Ardından Körfez ülkelerinde İsrail ile ilişkiler de dahil olmak üzere radikal değişiklikler yaşandı. İsrail ile imzalanan anlaşmalar kuşkusuz ABD politikasında büyük bir fark yarattı. Başka Arap ülkeleri de İsrail ile ilişkilerini normalleştirmeye hazırlanıyor. Daha sonra, bir önceki ABD yönetiminin dış politikasından duyulan hoşnutsuzluk nedeniyle Doğu’ya Rusya, Çin ve Hindistan’a açılma adımı atıldı. Bu değişkenler farklı bir tablo çizecek ve ABD-Körfez çıkarlarını etkileyecektir. Beyaz Saray'ın bir sonraki sakini de buna göre hareket etmek zorunda kalacaktır.
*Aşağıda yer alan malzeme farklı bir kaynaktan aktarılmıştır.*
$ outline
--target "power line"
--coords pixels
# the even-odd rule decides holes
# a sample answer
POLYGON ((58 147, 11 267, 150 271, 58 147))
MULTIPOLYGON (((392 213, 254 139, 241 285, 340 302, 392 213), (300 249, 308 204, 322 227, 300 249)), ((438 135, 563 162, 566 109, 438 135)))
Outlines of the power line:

ABD-Suudi ilişkilerinde Obama öncesi ve sonrası, Biden öncesi ve sonrası değişmeyen tek şey, Suudi Arabistan'ın DEAŞ terörüne karşı savaşta ve petrol piyasalarının istikrarındaki rolüdür.
Önümüzdeki 4 yıl boyunca Beyaz Saray'ın sahibi Biden olur ve Obama’nın projesini kaldığı yerden tamamlamaya çalışırsa, son 4 yılda meydana gelen bu değişiklikleri okuyabilmekten çok uzak demektir. Bu başarısızlığı da ABD’nin bölge ülkeleriyle olan çıkarlarını olumsuz etkileyecektir.
Biden ile (rahat olacak) İran'ın Suudi Arabistan ve Bahreyn'deki kollarına sağlayacağı yardım veya destek ne olursa olsun bu herhangi bir değişikliğe yol açamayacaktır. Belki Lübnan ve Irak’ta sınırlı bir etkisi olabilir. Zira Biden’ın tamamen çekilme ve içe kapanma politikasını benimsemesi İran’ın bu iki ülkede işini kolaylaştıracaktır. Biden’ın Suudi Arabistan’a baskı yapmak için  kullanabileceği en önemli ve tek araç, Yemen dosyası olabilir.
Türkiye’ye gelince, kendisi ile ilişkileri zaten iyi olmadığı için Biden’ın başkan olması, Müslüman Kardeşlerin bölgede güçlenmesini sağlamayacaktır.
Son değişken, Arap bölgemizin dışında (Avrupa’da) olsa da önümüzdeki dönemde etkili olacaktır.
İran’ın terörü desteklemedeki rolü artık Avrupa ülkeleri için aşikardır.  Avrupa bugün söz konusu terör kollarıyla yüzleşiyor. Kendisini destekleyen sol da şimdi yükselişe geçen sağ ile karşı karşıya bulunuyor. Türkiye artık NATO’dan bağımsız hareket ediyor. Bunların tümü son 4 yılda meydana gelen ve Arap Baharı sırasında Obama yönetiminin kolları olan İran ve Türkiye üzerinde büyük etkisi olan değişikliklerdir.
Kısacası, eski baskı araçları artık mevcut değil. Baskı kartları aynı etkiye sahip değil. Uluslararası ilişkiler eskisi gibi değil. Amerikan solunun Arap dünyamızdaki rolü ifşa oldu. Bütün bunlar baskı yapma kapasitesini ciddi şekilde zayıflatıyor.
Biden'ın bize yönelik açıklamaları ve söylemleri bir yana, bu durum yönetiminin Arap Baharı'nın ikinci safhasını başlatmasına izin vermeyecektir.